Additional essays I found particularly interesting were:

  • “Division of Spoils after Battle” by Brad E. Kelle, mainly for highlighting the community’s responsibility in sending soldiers into battle.
  • An essay discussing our sacrificial language and imagery by Kelly Denton-Borhaug, including recent literary examples capturing its effect on returning soldiers and on the communities who remain at home.
  • “Peter and Judas: Moral Injury and Repair” [or failure of repair in the case of Judas] by Warren Carter. This is an excellent contrast of outcomes.
  • The story of Aṅgulimāla as told by John M. Thompson, mainly for contrasting the Buddhist focus on “how to respond?” with the Western question of “what is just?”.

I think anyone working with moral injury, particularly moral injury resulting from military service, would find this book thought-provoking.

Does God Kill?

If God is Love, does God kill? Ever?

I was reading 1 Nephi 4. I kept putting it off, but I was working on a project and the only way through it was, well, through it.

I had already decided that the “Spirit” did not tell Nephi to murder Laban in cold blood, no matter what his rationalization might have been for telling himself and us so. But, as I was mulling over this chapter, I noted that Nephi specifically calls forth the story of the Egyptians being drowned in the Red Sea.

Stories like the drowning of the Egyptians . . . or the flood of Noah . . . take the question back further and lay it squarely with God. There are quite a few tidy rationalizations here as well. For drowning everyone but Noah and his family: it was saving future generations from being raised in wickedness and thus having their free agency curtailed by never having the opportunity to be taught righteousness. The Egyptians? Well, we are not to judge–judgment belongs to God. And sometimes that godly judgement is a death penalty.

And so all these stories stay in our “scriptures” and our “sacred texts,” if for no other reason than to teach us that prophets were human, that God uses the imperfect to accomplish God’s perfect will . . . and that God is a jealous God–that we shall have no other gods before the great I Am.

But, I wonder if studying the scriptures and sacred texts as they are currently canonized and enshrined teaches us that, on some level, there is an eventual justification for murder, for killing.

If we fully embrace this concept of God, then, either consciously or subconsciously, people (each of us?) have the foundation to take it to its logical conclusion: If snuffing life is good enough for an omnipotent and omniscient God, then will some believe it is good enough for them in extreme circumstances? If “the Spirit” commands it, demands it? Perhaps they tell themselves their cause warrants violence or “revolution” or violent resistance “if necessary” but, you know, without targeted murder. After all, who is to say when Armageddon (God’s very own bloody war) begins?
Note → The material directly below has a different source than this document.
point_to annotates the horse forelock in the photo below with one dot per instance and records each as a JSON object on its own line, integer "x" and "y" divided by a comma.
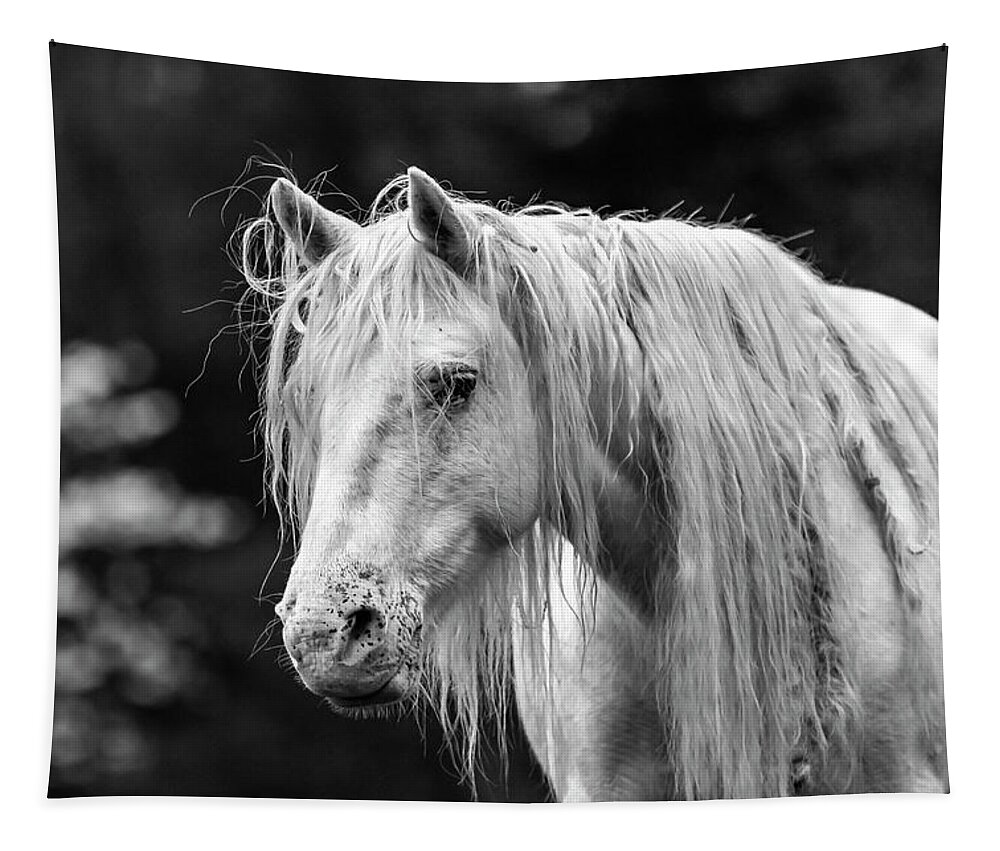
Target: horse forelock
{"x": 748, "y": 379}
It is the subconscious foundation that concerns me.

This is what we have sewn. This is what we reap.

I do not think that God, the God that is the manifestation of Love, kills.

Ever.

I think these are the stories we have told ourselves and turned into the “sacred.”

I think we should stop telling ourselves these stories.

I think what is sacred, what we should study, are the stories that inspire us to be like God, a God that is Love. A God that does not kill.